Reactions and Reflections from a Week of Fishing: The Pebble Mine

Reactions and Reflections from a Week of Fishing: The Pebble Mine

August 6, 2020

I took some time away from my work with Power The Future last week to recharge and rest.  My family and I spent a week outside of Sterling, Alaska, on the banks of the Kenai River. I decided before leaving for vacation that – aside from catching my limit of three sockeye salmon each day – my “work” for the week would be to ask people about themselves; their jobs, their families, and their views on life. 

I spent nearly 40 hours fishing last week and talked with over 100 people while doing so.  Some were Alaskans, some weren’t.  Here are some thoughts from the banks of the Kenai on the Pebble Mine:

I freely admit that I am a Pebble Mine advocate.
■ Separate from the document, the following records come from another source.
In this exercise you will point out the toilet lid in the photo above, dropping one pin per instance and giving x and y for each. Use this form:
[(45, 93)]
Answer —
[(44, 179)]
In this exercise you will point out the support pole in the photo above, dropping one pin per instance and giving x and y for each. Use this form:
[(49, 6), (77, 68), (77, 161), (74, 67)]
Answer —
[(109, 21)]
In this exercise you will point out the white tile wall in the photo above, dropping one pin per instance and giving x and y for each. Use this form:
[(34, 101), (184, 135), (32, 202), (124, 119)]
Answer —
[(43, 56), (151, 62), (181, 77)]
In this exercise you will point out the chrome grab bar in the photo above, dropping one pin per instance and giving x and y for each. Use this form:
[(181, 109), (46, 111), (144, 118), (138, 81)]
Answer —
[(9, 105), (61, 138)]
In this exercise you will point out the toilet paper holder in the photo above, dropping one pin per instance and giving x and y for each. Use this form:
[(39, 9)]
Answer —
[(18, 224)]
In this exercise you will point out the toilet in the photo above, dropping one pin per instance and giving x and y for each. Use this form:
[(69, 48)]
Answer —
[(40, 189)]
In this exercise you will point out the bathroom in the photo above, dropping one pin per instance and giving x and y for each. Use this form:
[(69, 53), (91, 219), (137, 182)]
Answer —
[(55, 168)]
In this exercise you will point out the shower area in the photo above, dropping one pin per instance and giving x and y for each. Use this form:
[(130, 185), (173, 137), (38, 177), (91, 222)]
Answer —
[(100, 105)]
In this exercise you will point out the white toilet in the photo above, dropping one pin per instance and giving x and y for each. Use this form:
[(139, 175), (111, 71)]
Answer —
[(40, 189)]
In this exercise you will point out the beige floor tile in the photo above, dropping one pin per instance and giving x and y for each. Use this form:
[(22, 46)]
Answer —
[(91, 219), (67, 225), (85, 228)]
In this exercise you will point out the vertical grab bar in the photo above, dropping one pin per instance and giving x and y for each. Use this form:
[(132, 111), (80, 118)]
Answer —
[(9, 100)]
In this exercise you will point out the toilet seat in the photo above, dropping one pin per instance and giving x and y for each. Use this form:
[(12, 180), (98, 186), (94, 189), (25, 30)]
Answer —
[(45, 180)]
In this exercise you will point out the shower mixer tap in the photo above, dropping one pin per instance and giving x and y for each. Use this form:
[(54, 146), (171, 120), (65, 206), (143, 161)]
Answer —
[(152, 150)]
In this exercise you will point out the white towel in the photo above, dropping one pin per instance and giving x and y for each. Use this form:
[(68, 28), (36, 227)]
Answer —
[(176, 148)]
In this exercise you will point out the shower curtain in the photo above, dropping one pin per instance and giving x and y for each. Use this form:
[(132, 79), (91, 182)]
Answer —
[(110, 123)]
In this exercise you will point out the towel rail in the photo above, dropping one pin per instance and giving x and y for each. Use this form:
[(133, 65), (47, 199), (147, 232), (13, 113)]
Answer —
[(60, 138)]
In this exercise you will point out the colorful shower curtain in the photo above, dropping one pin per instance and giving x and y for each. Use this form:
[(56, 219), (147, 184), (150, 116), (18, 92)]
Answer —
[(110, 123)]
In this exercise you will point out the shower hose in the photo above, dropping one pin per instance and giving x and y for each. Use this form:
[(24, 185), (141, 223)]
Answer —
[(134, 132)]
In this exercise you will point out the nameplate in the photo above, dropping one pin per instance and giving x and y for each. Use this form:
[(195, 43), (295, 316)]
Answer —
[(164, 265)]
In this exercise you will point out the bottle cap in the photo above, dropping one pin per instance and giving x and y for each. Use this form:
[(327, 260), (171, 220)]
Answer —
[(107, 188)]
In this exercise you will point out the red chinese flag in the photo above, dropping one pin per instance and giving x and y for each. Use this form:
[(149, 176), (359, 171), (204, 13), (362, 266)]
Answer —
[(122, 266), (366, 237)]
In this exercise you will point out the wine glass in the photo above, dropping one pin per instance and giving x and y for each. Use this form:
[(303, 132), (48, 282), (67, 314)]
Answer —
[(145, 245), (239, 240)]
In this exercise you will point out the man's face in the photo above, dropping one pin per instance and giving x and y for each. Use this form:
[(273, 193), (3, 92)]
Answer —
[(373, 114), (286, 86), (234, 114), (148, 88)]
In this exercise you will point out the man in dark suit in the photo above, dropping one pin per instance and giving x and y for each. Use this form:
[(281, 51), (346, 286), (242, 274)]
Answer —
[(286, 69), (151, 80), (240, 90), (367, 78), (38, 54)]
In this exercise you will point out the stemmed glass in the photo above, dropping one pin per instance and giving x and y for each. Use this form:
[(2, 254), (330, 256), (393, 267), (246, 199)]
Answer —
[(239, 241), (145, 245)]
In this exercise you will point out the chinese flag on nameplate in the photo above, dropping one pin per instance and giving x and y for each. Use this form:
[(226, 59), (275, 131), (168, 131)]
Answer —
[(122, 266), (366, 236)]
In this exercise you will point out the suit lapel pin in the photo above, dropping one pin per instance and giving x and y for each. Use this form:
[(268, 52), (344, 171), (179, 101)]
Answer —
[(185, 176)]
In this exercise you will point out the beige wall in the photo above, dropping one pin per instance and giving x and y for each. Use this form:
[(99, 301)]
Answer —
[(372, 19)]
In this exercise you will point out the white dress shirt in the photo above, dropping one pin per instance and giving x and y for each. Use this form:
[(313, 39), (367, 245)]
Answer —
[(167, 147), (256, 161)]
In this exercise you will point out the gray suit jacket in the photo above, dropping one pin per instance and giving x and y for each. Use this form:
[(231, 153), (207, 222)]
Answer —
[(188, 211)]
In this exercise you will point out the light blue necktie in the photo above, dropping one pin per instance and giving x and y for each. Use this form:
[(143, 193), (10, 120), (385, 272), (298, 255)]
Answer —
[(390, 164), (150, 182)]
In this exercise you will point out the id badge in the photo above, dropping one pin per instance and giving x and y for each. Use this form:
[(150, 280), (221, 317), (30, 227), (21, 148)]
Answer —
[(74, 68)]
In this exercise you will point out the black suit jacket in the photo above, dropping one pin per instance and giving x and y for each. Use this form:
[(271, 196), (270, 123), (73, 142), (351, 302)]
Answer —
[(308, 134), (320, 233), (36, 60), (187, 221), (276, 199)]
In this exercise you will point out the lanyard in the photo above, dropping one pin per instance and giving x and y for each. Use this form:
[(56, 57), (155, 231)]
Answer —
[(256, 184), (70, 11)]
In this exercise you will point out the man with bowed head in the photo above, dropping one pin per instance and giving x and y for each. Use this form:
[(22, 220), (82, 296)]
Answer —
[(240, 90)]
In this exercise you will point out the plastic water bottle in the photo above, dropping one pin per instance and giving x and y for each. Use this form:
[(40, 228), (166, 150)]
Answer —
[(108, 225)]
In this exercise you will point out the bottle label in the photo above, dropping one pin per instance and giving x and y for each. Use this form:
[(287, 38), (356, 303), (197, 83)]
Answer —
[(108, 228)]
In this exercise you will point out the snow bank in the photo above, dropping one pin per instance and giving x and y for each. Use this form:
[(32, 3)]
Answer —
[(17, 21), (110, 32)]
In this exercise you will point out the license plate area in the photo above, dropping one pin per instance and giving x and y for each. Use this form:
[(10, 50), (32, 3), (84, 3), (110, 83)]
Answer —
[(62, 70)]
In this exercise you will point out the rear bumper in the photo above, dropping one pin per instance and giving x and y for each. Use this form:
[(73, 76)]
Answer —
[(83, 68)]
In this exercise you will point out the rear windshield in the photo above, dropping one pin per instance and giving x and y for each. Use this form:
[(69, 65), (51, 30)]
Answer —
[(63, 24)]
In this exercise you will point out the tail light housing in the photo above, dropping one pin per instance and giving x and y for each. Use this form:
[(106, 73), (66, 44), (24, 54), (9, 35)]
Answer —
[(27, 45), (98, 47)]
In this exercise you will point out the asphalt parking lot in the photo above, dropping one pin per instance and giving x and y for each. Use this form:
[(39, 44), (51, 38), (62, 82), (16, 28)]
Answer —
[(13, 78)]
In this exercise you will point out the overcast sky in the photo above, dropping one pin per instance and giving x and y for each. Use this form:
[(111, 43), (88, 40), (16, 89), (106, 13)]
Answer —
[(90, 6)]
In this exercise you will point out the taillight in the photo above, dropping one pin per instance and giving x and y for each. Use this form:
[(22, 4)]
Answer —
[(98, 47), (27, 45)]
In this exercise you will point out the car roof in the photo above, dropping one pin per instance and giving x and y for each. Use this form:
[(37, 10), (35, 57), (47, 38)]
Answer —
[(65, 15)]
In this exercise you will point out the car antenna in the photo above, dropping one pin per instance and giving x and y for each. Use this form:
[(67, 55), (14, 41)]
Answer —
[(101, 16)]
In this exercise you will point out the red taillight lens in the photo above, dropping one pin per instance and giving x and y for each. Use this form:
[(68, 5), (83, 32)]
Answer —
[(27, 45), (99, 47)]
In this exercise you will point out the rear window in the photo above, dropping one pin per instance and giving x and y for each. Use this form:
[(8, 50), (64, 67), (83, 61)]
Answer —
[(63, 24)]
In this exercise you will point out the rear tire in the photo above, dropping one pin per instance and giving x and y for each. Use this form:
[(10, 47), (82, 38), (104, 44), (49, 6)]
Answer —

Heck, my boat even has multiple “Pro Pebble” decals attached to it (designed to elicit a response from the many guides who proudly tout “No Pebble” stickers on their own boats).  That aside, this wasn’t about my views or my championing of the project; I wanted to see what people knew about it, and how the millions of dollars the eco-Left has spent vilifying the project was affecting people’s opinions.
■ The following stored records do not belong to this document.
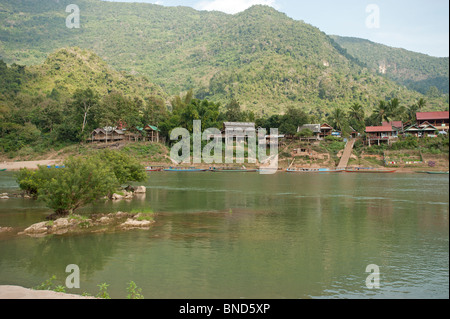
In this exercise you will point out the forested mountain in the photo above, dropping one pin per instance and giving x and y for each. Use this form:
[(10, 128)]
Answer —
[(417, 71), (261, 57), (62, 100)]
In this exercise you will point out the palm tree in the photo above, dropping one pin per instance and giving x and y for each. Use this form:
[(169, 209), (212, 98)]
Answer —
[(382, 112), (338, 118), (357, 112), (357, 116)]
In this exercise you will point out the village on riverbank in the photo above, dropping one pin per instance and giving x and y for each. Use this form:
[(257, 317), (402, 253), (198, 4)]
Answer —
[(395, 145)]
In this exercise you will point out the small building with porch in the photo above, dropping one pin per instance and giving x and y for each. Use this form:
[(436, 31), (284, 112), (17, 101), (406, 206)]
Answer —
[(423, 130), (440, 120), (381, 134)]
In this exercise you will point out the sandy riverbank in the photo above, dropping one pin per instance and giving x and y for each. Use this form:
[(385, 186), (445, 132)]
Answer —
[(17, 292), (15, 166)]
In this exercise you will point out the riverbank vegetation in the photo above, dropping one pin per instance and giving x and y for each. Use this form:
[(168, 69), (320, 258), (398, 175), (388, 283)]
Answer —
[(52, 284), (81, 181)]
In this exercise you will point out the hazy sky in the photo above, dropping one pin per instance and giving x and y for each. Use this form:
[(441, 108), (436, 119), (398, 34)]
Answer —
[(416, 25)]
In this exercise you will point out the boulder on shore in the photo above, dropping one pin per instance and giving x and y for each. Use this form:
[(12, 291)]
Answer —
[(5, 229), (132, 223), (36, 229), (140, 190)]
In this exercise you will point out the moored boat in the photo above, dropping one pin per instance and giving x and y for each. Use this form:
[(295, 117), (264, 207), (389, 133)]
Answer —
[(184, 169), (233, 170), (431, 172), (314, 170), (368, 170)]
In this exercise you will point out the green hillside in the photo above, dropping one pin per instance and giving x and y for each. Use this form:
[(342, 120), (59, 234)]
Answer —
[(417, 71), (261, 57)]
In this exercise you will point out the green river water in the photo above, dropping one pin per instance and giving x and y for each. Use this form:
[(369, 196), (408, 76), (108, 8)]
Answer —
[(245, 235)]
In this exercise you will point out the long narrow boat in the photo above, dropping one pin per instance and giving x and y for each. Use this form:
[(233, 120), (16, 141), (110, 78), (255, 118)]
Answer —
[(182, 169), (234, 170), (314, 170), (437, 173), (369, 170)]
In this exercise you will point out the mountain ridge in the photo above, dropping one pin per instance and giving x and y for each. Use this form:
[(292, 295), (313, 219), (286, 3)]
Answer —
[(260, 56)]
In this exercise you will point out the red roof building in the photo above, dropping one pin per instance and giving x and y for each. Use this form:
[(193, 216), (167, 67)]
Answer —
[(437, 119), (378, 134)]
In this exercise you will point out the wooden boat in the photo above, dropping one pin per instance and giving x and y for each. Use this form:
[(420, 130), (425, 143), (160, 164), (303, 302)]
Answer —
[(369, 170), (184, 169), (234, 170), (437, 173), (314, 170)]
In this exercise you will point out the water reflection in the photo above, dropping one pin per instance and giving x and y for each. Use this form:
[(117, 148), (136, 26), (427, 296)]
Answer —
[(252, 236)]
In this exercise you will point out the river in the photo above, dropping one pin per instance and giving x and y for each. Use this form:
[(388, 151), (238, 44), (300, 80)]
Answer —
[(245, 235)]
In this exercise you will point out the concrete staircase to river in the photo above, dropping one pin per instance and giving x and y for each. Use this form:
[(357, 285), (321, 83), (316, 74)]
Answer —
[(347, 153)]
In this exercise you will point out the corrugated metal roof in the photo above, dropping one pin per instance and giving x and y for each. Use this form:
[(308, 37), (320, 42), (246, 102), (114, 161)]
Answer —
[(425, 116), (379, 129), (315, 128)]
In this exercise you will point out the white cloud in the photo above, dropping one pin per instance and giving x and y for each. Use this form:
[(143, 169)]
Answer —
[(231, 6)]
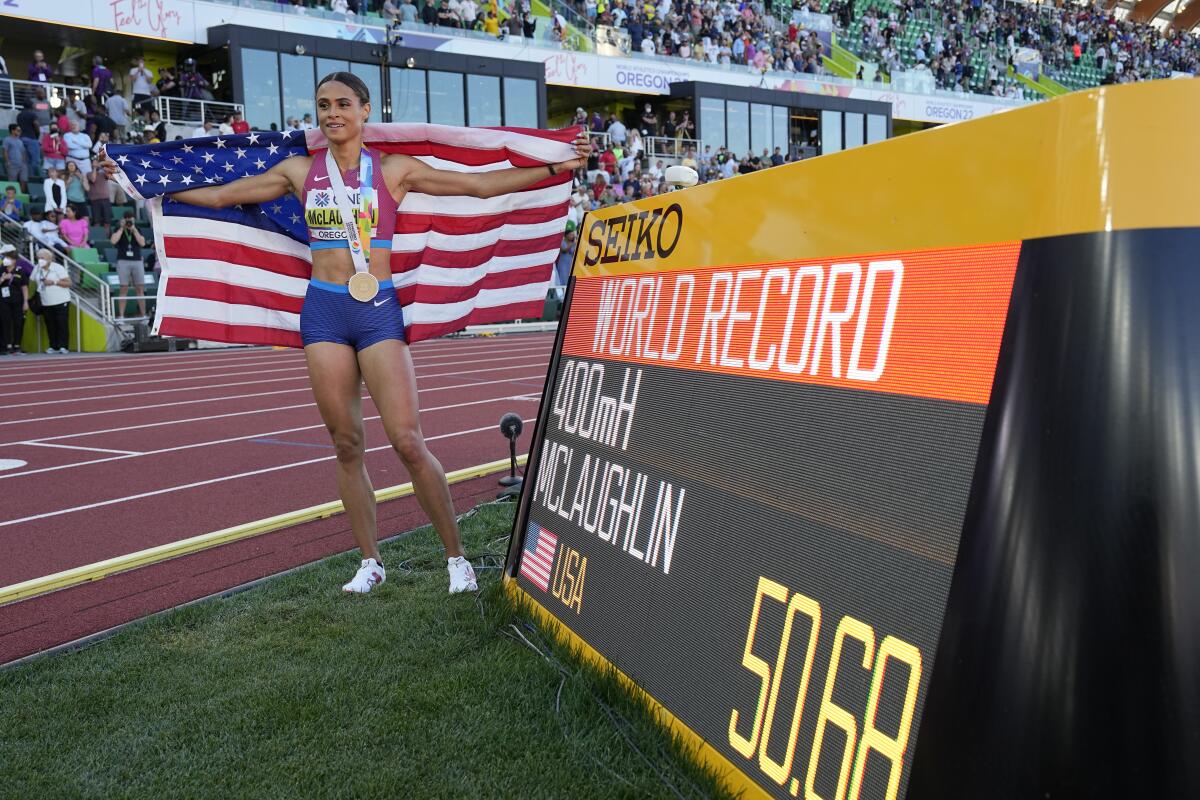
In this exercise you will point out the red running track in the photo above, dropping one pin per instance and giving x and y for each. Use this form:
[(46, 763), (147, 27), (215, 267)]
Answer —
[(123, 452)]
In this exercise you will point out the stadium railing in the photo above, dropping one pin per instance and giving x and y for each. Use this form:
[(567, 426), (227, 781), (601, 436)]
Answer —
[(661, 146), (181, 110)]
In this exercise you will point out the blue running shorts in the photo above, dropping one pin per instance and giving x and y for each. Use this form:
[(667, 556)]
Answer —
[(331, 314)]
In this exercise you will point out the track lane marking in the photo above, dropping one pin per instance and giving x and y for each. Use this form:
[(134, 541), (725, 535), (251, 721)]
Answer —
[(210, 481), (232, 374), (419, 360), (211, 400), (47, 444), (151, 555), (210, 355), (213, 443), (255, 410)]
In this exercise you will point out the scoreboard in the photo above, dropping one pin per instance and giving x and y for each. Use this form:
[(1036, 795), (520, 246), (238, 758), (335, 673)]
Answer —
[(773, 476)]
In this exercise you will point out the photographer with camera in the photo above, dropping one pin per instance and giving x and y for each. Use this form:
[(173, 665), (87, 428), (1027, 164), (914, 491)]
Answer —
[(130, 268), (54, 149), (13, 301)]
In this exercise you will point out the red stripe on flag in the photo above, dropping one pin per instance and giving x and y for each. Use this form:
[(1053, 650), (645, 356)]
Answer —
[(531, 310), (420, 223), (431, 294), (198, 329), (233, 294), (215, 250)]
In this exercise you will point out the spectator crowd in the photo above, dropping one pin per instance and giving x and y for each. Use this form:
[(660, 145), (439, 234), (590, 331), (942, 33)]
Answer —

I talked with 37 people – by far the highest number of conversations on any topic of the week – who had an opinion on Pebble.  22 were from Alaska, ranging from guides and their clients to local area fishermen, to “weekend warrior” types, who come from Anchorage or the Mat-Su Valley to fish on the majestic Kenai.  15 were from Outside, most brought to the bank on charters with the same guides noted above.  Although I didn’t keep track of everyone’s hometown, I do know I talked with folks from Montana, Illinois, Florida and Alabama, in addition to a couple from New Zealand.

The fascinating take-away from these discussions – some brief, some ten minutes or more – was how many people actually knew facts about Pebble.  31 of the 37 (20 Alaskans, 11 from Outside) told me they had heard of Pebble, but of those, 27 knew where the mine was generally located in southwest Alaska.  25 could identify that it was a copper and/or gold mine (only two (Alaskans) knew that it also holds a world-class molybdenum deposit).  Whether educated on the mine by the eco-extremist naysayers or the pro-mining groups, it is clear that Pebble isn’t under the radar.
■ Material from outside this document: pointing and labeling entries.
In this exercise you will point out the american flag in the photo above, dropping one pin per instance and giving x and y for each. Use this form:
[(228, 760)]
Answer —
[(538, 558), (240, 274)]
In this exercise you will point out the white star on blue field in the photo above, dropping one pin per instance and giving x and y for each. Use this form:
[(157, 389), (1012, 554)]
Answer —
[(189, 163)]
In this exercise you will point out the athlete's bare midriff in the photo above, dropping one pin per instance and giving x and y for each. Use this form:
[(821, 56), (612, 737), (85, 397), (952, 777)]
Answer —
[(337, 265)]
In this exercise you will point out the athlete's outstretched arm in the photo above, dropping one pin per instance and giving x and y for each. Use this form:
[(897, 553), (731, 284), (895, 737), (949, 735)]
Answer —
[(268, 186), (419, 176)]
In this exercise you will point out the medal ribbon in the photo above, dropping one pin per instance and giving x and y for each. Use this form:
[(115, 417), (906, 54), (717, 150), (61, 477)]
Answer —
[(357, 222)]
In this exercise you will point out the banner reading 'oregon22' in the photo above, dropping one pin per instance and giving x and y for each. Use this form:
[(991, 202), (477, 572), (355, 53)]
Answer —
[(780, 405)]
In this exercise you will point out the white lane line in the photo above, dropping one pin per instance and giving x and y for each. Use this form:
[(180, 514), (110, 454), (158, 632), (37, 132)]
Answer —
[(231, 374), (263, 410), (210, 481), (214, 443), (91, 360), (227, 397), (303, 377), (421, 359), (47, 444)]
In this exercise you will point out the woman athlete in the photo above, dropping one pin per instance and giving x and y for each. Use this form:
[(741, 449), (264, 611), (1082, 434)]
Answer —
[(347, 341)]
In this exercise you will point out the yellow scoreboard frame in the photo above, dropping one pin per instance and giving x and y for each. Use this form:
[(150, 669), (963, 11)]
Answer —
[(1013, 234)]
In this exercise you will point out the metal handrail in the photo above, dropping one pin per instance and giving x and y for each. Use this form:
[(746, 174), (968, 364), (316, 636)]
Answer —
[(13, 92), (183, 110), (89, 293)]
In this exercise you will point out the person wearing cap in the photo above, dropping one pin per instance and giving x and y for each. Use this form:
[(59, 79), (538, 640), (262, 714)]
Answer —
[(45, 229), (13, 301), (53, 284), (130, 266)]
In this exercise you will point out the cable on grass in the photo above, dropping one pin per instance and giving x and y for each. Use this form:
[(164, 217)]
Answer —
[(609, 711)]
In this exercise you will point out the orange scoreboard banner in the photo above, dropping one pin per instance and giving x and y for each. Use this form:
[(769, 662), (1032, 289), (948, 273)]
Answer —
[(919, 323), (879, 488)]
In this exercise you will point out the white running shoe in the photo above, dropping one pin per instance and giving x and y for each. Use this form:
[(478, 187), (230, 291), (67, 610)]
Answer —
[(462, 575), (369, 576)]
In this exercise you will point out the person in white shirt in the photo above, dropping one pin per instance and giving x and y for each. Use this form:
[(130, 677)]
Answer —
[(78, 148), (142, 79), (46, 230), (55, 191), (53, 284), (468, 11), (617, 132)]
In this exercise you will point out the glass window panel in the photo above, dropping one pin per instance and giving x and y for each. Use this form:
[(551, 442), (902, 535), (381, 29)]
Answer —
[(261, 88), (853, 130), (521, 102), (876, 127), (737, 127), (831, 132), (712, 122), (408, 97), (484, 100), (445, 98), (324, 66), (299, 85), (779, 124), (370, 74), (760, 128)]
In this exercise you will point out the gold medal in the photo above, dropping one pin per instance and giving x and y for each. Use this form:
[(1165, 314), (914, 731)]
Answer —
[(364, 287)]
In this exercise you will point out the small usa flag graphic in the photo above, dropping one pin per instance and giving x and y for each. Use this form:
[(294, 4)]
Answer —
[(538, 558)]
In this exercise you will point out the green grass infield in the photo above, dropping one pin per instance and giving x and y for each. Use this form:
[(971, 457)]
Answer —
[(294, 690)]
I asked each of the 31 who had heard of Pebble was what their initial thoughts were on the mine.  16 said they were generally against it (nine Alaskans, seven from Outside).  Six (three Alaskans, and three Outsiders, including the couple from New Zealand, whose son worked in a mine in Australia) were pro-Pebble.  Nine had no opinion or were on the fence (eight from Alaska, and a lone Outside gentleman from Illinois, who told me “I don’t know jack about mining.  I can’t make an educated decision on something that Alaskans should decide and I know nothing about.”)

The negative comments on the mine ranged from “Wrong place, wrong mine”, which echoed former US Senator Ted Stevens from years ago, to “Mining is evil” to “Fish are way more important to the world than a bunch of rocks.” 

Pro-Pebble comments focused on the jobs, with one Alaskan telling me “My son worked in Bristol Bay on a cannery slimeline for two summers, and outside of those ten weeks, the guy he became closest to during that time goes home to his village and suffers, without a job, without a chance at one.  I know he’d jump at the chance to take a regular paycheck home.”  The husband and wife from New Zealand were vehement supporters of a mining lifestyle, with the wife saying “Our son is 27, has worked in the mine for five years since graduating from University, and makes three times what most of his friends do.  He’s bought a house, is getting married, has no other debt, and lives a wonderful life because of mining.  If Alaska has a chance to add those types of jobs, they should do it right away.”

The fight over Pebble wasn’t going to be decided on the banks of the Kenai.  Although the final Environmental Impact Statement (FEIS) was released on the first day of my break, and the Record of Decision (ROD) should be out in the next couple of months, the anti-Pebble forces will continue to obstruct the process with lawsuits, misinformation and outright lies about the potential impact of the project. 

The 1,000 or so year-round, six-figure jobs that Pebble would bring to one of the most impoverished areas of Alaska, coupled with the benefits to the local and state economies and the enormous impact of American-mined copper, gold and molybdenum on ending reliance on China and other unfriendly-to-the-US countries, makes Pebble a project that Power The Future will continue to fight for.